Open sph17 opened 4 years ago

sph17 commented 4 years ago

While trying the kevlar tutorial workflow, at kevlar partition step some files fail with memory error, I used 64g and 64g swap memory.

[kevlar::partition] Building read graph in relaxed mode
Traceback (most recent call last):
  File "/PHShome/sph35/.conda/envs/kevlarClone/bin/kevlar", line 8, in <module>
  File "/PHShome/sph35/.conda/envs/kevlarClone/lib/python3.7/site-packages/kevlar/__main__.py", line 31, in main
  File "/PHShome/sph35/.conda/envs/kevlarClone/lib/python3.7/site-packages/kevlar/partition.py", line 68, in main
  File "/PHShome/sph35/.conda/envs/kevlarClone/lib/python3.7/site-packages/kevlar/partition.py", line 33, in partition
  File "/PHShome/sph35/.conda/envs/kevlarClone/lib/python3.7/site-packages/kevlar/readgraph.py", line 125, in populate_edges
  File "/PHShome/sph35/.conda/envs/kevlarClone/lib/python3.7/site-packages/networkx/classes/graph.py", line 920, in add_edge
standage commented 4 years ago

Sorry for the delayed response. Can you show the the precise commands you ran (starting with kevlar count) that led to this error message? How much memory does your computer have?
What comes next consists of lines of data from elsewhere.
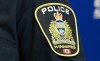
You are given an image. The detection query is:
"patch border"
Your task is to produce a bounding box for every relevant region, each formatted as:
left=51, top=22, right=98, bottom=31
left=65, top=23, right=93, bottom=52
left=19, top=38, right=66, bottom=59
left=35, top=3, right=79, bottom=57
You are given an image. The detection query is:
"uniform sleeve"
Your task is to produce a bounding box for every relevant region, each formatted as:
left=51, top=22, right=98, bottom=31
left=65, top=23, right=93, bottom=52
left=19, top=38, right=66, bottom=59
left=0, top=0, right=19, bottom=61
left=16, top=0, right=33, bottom=61
left=32, top=0, right=85, bottom=61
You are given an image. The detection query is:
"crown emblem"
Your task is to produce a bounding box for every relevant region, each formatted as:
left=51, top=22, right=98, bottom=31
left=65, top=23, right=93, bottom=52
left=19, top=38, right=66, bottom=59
left=53, top=11, right=63, bottom=20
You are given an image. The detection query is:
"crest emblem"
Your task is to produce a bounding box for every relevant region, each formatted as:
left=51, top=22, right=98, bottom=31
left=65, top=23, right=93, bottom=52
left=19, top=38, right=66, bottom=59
left=49, top=12, right=76, bottom=49
left=35, top=3, right=79, bottom=57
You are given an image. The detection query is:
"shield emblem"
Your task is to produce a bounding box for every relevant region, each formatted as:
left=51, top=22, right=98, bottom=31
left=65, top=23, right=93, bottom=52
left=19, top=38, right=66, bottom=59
left=35, top=3, right=79, bottom=57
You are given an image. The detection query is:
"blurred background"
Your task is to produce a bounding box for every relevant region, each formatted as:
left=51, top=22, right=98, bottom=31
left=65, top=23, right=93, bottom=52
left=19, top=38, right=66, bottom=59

sph17 commented 4 years ago

Here are the scripts I ran

#!/bin/bash
#BSUB -J Kevlar_ArrayJob[6]
#BSUB -e /err_files/targz.err
#BSUB -q big
#BSUB -n 1
#BSUB mem=16G
#BSUB swp=16G
#BSUB -sla miket_sc

SOURCE_FILE_1="/kevlar/files_counttable.txt"
SOURCE_FILE_2="/kevlar/files_fastq.txt"

INPUT_1=$(sed -n ''${LSB_JOBINDEX}'p' ${SOURCE_FILE_1})
INPUT_2=$(sed -n ''${LSB_JOBINDEX}'p' ${SOURCE_FILE_2})

filename=$(basename -- "$INPUT_2")
extension="${filename##*.}"
filename="${filename%.fastq}"

OUTPUT=${filename}_novel
source activate kevlar
N_THREADS=$(nproc)
kevlar novel --out ${OUTPUT}_reads.fastq \
    --control-counts /data/talkowski/sphao/projects/kevlar/YM003-C.counttable \
    --case-counts ${INPUT_1} --case ${INPUT_2}

#!/bin/bash
#BSUB -J Kevlar_ArrayJob[6]
#BSUB -o /log_files/kevlarArrayJob04.log
#BSUB -e /files/err_files/targz04.err
#BSUB -q big
#BSUB -n 1
#BSUB mem=64G
#BSUB swp=64G
#BSUB -sla miket_sc

SOURCE_FILE_1="/kevlar/files_novel_reads_filtered.txt"
INPUT_1=$(sed -n ''${LSB_JOBINDEX}'p' ${SOURCE_FILE_1})

filename=$(basename -- "$INPUT_1")
extension="${filename##*.}"
filename="${filename%_novelReadsFiltered}"

OUTPUT=${filename}_partition
source activate kevlar
kevlar partition -o ${OUTPUT} ${INPUT_1}

I first ran partition at 16G as well then tried 64G